Beneath the battle of the operating systems (Windows vs.UNIX) there one argumentation after deciding for running oracle on Linux: The choice of the file system and the “correct” partition layout.
This article will sum up what file system are certified for running oracle on Linux (and other platforms as well) and will especially discuss the available file systems on Linux. My opinion regarding an optimal partition layout is written here.
Recommendations regarding the partition layout can be found in an older post here.
File system basics
What is a file system?
Before wring a definition myself lets take a look what Wikipedia tells us a file system is:
[…] a method for storing and organizing computer files and the data they contain to make it easy to find and access them. File systems may use a data storage device such as a hard disk or CD-ROM and involve maintaining the physical location of the files, they might provide access to data on a file server by acting as clients for a network protocol (e.g., NFS, SMB, or 9P clients), or they may be virtual and exist only as an access method for virtual data (e.g., procfs).

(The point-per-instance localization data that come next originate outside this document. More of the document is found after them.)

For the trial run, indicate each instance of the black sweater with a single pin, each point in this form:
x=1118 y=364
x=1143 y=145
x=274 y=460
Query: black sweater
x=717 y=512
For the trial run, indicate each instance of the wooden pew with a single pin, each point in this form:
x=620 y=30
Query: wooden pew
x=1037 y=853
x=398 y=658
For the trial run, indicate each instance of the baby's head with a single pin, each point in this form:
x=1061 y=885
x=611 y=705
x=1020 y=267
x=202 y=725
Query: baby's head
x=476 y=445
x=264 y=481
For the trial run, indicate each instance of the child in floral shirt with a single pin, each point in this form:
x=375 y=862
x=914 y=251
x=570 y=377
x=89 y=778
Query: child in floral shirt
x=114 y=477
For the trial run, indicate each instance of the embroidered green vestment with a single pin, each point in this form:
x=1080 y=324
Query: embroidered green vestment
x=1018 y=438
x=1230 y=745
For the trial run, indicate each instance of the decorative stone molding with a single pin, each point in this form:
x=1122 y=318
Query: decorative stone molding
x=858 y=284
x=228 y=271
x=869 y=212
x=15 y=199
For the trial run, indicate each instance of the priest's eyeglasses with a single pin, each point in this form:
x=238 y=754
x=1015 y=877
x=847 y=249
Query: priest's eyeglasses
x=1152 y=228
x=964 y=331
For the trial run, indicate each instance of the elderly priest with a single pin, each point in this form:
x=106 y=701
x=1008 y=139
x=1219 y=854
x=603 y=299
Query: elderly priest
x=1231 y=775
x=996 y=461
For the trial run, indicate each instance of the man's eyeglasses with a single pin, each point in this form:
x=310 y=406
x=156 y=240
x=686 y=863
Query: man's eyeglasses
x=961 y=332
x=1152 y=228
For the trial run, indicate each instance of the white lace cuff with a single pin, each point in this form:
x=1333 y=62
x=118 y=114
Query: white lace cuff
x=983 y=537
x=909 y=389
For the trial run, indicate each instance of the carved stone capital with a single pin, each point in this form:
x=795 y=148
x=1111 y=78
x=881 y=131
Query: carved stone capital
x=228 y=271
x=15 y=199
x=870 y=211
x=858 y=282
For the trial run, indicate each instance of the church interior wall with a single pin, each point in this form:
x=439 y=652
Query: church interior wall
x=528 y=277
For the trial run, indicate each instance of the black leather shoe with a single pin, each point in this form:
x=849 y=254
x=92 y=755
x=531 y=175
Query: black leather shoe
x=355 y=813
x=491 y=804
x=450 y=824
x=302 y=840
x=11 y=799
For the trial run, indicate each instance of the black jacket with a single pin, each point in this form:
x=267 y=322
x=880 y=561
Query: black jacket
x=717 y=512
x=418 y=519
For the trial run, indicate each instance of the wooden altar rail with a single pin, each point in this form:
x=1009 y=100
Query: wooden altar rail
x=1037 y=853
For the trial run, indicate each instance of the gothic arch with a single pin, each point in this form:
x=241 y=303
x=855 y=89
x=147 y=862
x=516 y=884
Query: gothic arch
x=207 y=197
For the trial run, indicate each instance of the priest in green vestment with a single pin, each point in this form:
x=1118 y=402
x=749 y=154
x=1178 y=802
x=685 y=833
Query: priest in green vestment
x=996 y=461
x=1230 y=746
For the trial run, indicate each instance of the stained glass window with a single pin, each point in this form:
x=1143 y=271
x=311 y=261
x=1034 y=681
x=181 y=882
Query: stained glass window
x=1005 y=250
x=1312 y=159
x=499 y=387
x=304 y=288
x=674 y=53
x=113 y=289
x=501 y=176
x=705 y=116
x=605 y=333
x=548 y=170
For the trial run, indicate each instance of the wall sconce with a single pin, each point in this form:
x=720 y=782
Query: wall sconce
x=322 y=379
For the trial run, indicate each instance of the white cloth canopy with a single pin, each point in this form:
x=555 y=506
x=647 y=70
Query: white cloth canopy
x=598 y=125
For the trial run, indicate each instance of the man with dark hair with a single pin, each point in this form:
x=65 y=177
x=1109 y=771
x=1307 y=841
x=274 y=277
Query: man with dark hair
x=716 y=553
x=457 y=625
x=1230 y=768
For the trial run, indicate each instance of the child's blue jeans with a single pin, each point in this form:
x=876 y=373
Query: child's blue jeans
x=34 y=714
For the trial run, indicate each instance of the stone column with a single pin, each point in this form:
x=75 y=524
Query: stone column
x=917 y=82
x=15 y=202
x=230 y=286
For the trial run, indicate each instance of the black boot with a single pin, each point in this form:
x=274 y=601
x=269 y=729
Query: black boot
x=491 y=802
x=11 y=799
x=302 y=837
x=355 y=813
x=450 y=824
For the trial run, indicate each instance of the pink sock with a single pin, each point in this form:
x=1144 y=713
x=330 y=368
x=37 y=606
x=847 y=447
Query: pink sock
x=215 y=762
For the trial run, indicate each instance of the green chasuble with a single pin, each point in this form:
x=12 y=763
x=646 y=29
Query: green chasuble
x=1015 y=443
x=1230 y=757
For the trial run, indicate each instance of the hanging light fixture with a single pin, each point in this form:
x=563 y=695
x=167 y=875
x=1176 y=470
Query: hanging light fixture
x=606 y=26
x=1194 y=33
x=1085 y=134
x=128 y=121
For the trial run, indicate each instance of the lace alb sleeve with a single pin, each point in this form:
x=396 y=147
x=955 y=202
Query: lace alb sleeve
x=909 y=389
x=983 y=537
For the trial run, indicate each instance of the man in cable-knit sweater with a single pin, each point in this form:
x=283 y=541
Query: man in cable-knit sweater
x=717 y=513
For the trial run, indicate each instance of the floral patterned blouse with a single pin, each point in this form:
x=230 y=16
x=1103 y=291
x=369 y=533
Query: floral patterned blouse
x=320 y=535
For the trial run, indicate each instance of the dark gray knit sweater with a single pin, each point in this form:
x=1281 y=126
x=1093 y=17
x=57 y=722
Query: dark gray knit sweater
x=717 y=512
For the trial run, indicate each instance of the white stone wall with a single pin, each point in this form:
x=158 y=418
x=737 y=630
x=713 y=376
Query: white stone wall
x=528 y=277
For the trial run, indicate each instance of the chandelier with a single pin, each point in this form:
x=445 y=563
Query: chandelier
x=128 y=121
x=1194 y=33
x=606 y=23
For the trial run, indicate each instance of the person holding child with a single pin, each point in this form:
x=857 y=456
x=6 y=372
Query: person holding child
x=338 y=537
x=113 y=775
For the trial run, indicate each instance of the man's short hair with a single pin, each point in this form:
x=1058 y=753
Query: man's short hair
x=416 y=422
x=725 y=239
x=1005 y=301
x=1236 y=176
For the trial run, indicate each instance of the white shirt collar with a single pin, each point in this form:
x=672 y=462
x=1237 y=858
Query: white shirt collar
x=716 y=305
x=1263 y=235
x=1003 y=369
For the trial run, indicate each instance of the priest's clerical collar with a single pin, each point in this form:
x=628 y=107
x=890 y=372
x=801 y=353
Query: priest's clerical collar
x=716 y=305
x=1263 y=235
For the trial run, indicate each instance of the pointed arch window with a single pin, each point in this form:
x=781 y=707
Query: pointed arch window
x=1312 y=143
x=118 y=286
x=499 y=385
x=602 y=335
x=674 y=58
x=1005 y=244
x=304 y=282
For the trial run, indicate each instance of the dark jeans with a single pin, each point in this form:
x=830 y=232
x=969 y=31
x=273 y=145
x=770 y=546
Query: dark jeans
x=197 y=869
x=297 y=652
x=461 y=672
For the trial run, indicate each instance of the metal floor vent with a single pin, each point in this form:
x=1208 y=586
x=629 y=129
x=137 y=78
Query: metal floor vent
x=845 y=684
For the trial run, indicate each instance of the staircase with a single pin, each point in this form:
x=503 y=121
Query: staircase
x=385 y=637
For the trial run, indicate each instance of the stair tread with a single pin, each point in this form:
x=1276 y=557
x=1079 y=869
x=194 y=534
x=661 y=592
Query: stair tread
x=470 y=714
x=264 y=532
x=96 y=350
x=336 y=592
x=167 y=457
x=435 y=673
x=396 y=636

More formally, a file system is a special-purpose database for the storage, organization, manipulation, and retrieval of data.
For the DBA a file system is the place he stores all the database-related files (data files, redo logs, archive logs, (s)pfile, bkacups) in if he is not using ASM or Raw disks :-)
File system features
For running databases the following features are most important:
- Robust/Reliable: In my opinion THE most important feature. Losing data due to bugs in the file system is extremely annoying and unnecessary.
- Full data journaling/meta data-only journaling: This mechanism prevents a complete file system check after a crash which might take several hours on large file systems. When running oracle databases a meta data-only journaling (i.e. file creations, deletes are journaled but not the changed data) is superior over a full journaling file system because the database already does data journaling.
- Resizing: The file system should generally have the ability to resize the file system (grow and shrink).
- Online Resizing: A superior file system should have the ability to perform the resize operations online to minimize downtimes.
- Widely used: A file system should be used by as many users as possible around the world so bugs can be found faster.
Features like compression or de-duplication are not needed for file systems used by oracle databases. The needed features do already exist in the database.
The use of Volume Managers depends. There are pros and cons for using them. I´ve already outlined them in a separate posting and generally tend to use them for operating system and database binaries but not for partitions containing data files because they add an extra layer of software. If i do need flexibility or host based mirroring i use ASM.
Different Platform – Different File System
Depending on the platform you run your Oracle database on the file system will be different. ASM and Raw Devices are available on all platforms. Users who don’t want to place files in ASM or on raw disk must use some kind of file system. The following is a non-complete list of available file systems for different platforms:
- All platforms
- Raw Devices
- (OCFS2) ??
- VxFS / VxVM for extra money
- JFS (aka. VxFS)
- Online JFS
- VxFS / VxVM for extrea money
File system details and limits
There are many, many file systems available for different platforms.Wikipedia has a nice page showing most of the available file systems together with their features, limits and operating system support.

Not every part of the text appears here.